Altre 36 persone erano state nel frattempo arrestate al quartier generale del partito d’opposizione Musavat (Uguaglianza). Gli agenti di polizia hanno circondato l’edificio facendo poi irruzione, individuando e arrestando coloro che pensavano fossero gli organizzatori della dimostrazione, in modo da impedirgli di partecipare.
Secondo i reporter del quotidiano “Azadliq”, che si trovavano in piazza della Fontana, la polizia ha preso di mira i giornalisti impedendo loro di girare filmati. Islam Shixaliyev di “Azadliq” ed Elchin Aliyev di “Baku News”, sono rimasti in prigione per l’intera durata della protesta.
Tra gli arrestati figurano gli ex prigionieri di coscienza, Tural Abbasli, Rufat Hajibaili e Ahad Mammadli, precedentemente condannati a periodi di detenzione tra un anno e mezzo e a due anni e mezzo per aver preso parte alle proteste del 2 aprile 2011, poi rilasciati per grazia presidenziale il 22 giugno 2012 e in seguito alle pressioni internazionali esercitate durante il concorso musicale Eurovision.
Amnesty International ritiene che il diniego ingiustificato del permesso di radunarsi in qualsiasi luogo del centro di Baku violi il diritto dei manifestanti alla libertà di assemblea pacifica. Tale divieto generalizzato impedisce ai dimostranti di esprimere le loro opinioni in un luogo visibile e pubblico, penalizzando efficacemente una riunione pacifica. Questo, insieme al pestaggio dei manifestanti, viola in modo evidente gli obblighi internazionali dell’Azerbaigian sui diritti umani.
Amnesty International chiede alle autorità dell’Azerbaigian di rilasciare immediatamente tutti coloro che sono in carcere per aver esercitato il loro diritto di partecipare a manifestazioni pacifiche e di consentire che le manifestazioni si svolgano in luoghi pubblici e visibili all’interno del perimetro di “vista e udito” del loro pubblico di riferimento.
Ulteriori informazioni
Le autorità azere stanno criminalizzando le proteste antigovernative, vietando le dimostrazioni e imprigionando gli organizzatori e i partecipanti. La polizia ha frequentemente usato una forza eccessiva per disperdere proteste pacifiche ma non autorizzate ufficialmente. Minacce e intimidazioni contro i difensori dei diritti umani, unite a provvedimenti legislativi e amministrativi, hanno causato la chiusura o il rifiuto della registrazione a gruppi della società civile impegnati per la democrazia e i diritti umani.
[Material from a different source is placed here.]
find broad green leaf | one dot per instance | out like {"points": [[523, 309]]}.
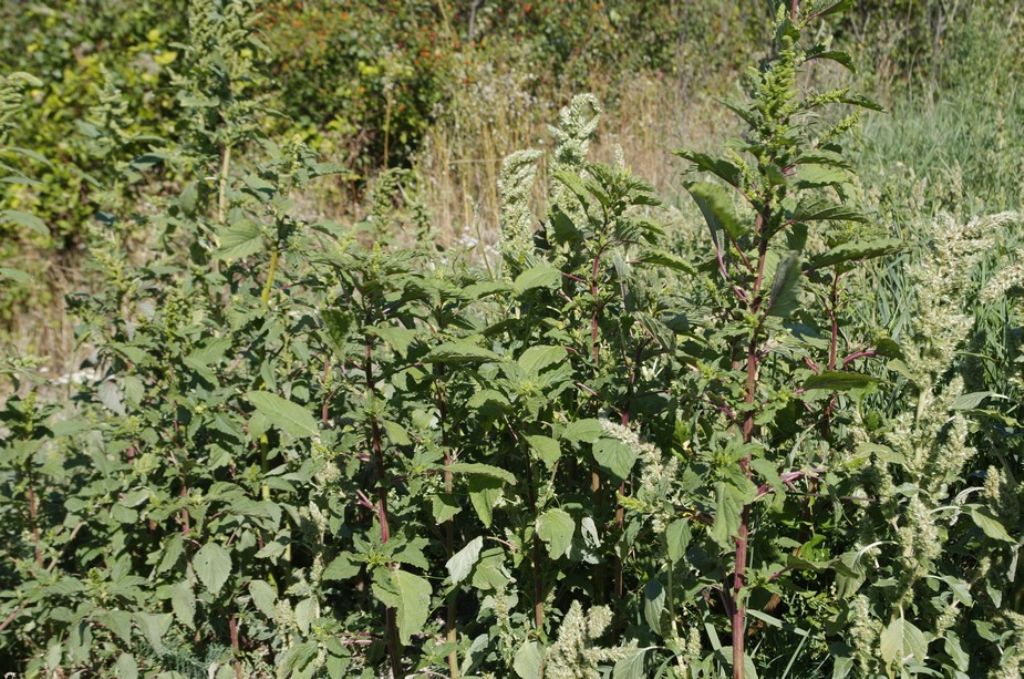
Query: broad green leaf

Alcuni giornalisti sono stati picchiati, sottoposti a maltrattamenti e rapiti, mentre la diffusione dei media indipendenti è stata limitata da leggi che vietano alle emittenti straniere di trasmettere sulle frequenze nazionali.
Nuove forme di esercizio della libertà di espressione, come internet e i social media, sono sottoposte a un assedio continuo. Blogger e attivisti vengono perseguitati e imprigionati sulla base di accuse inventate. Il governo sta studiando iniziative per porre sotto controllo e monitorare la Rete.
La dispersione della protesta del 20 ottobre segue all’arresto, avvenuto il 29 settembre, di uno dei leader del Movimento Civico NIDA, Zaur Gurbanli, per avere preso parte alla preparazione di volantini e poster di reclutamento.
Egli è stato trattenuto 15 giorni in carcere per resistenza all’arresto, ma numerosi testimoni hanno raccontato che aveva cooperato pienamente con la polizia. È stato licenziato dall’agenzia di credito presso cui lavorava. Fare in modo che gli attivisti perdano il loro posto di lavoro è una pratica di solito usata dalle autorità per punire le voci critiche.